[Cfp-interest 2048] Re: Underflow

Mon Jul 5 09:50:12 PDT 2021

On Fri, 2 Jul 2021 12:08:49 -0700 Jim Thomas wrote:
>
>> Both
>>  Float from Float * Float, eg (MinFloat*(1.f+FLT_EPSILON))  *  ( 1.f - FLT_EPSILON)  is MinFloat after rounding
>>  Float from Float / Float
>> Are not wider precision (everything done as Float), but have a rounding.
>
>I don't understand this response.
>
>For example, sin(x) might just return x after comparing x with an underflow threshold.
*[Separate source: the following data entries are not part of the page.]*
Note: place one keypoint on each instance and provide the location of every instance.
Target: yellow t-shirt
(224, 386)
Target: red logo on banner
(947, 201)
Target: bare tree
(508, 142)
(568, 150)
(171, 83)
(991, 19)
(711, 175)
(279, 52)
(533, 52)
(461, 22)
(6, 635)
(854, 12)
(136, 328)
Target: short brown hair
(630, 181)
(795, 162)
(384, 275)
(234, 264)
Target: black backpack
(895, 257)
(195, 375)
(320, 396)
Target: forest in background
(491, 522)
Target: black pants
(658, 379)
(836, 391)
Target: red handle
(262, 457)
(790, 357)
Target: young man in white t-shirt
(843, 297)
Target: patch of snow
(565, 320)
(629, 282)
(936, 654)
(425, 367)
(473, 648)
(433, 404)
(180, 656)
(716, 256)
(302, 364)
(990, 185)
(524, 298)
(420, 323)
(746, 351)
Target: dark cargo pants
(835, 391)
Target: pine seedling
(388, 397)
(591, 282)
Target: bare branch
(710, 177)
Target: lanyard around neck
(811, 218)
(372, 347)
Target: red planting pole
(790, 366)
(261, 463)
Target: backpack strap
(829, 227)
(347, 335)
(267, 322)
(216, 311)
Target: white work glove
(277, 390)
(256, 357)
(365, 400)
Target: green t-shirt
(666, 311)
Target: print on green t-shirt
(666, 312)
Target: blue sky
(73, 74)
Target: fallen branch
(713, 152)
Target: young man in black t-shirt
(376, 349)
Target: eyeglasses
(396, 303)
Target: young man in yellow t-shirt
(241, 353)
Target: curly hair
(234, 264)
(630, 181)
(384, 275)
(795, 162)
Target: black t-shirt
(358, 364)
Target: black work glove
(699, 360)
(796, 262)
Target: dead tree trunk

What was rounded?

The mathematical result was rounded.

The Taylor series expansions:
  sin(x) = x - x**3/6 + ...
 asin(x) = x + x**3/6 + ...
help determine when underflow should happen.

Let min be the minimum normal number.
Let den be the minimum subnormal number.

Consider these cases:

sin(min) which should be just under min that rounds to min
asin(min) which should be just over min that rounds to min
hypot(0,min) which is exactly min
scalbn(min,-1) which is exactly min/radix
nextafter(min,0) which is exactly largest subnormal

sin(den) which should be just under den that rounds to den
asin(den) which should be just over den that rounds to den
hypot(0,den) which is exactly den
scalbn(den,1) which is exactly radix*den
nextafter(0,1) which is exactly den

So, 
sin(min) should be underflow
asin(min) should not be underflow
hypot(0,min) should not be underflow
scalbn(min,-1) should not be underflow
nextafter(min,0) should not be underflow (but is required to be)

sin(den) should be underflow
asin(den) should be underflow
hypot(0,den) should not be underflow
scalbn(den,1) should not be underflow
nextafter(0,1) should not be underflow (but is required to be)

To me, that means the mathematical result determines when the result
is underflow.  And, if the mathematical result is not equal to the
returned value (that is, is inexact).

So, I am in favor of something like:

  The result underflows (unless specified otherwise) if the magnitude
  (absolute value) of the mathematical result is nonzero and less than
  the minimum normal number in the type and not equal to the result in
  the type.249)

---
Fred J. Tydeman        Tydeman Consulting
tydeman at tybor.com      Testing, numerics, programming
+1 (702) 608-6093      Vice-chair of PL22.11 (ANSI "C")
Sample C99+FPCE tests: http://www.tybor.com
Savers sleep well, investors eat well, spenders work forever.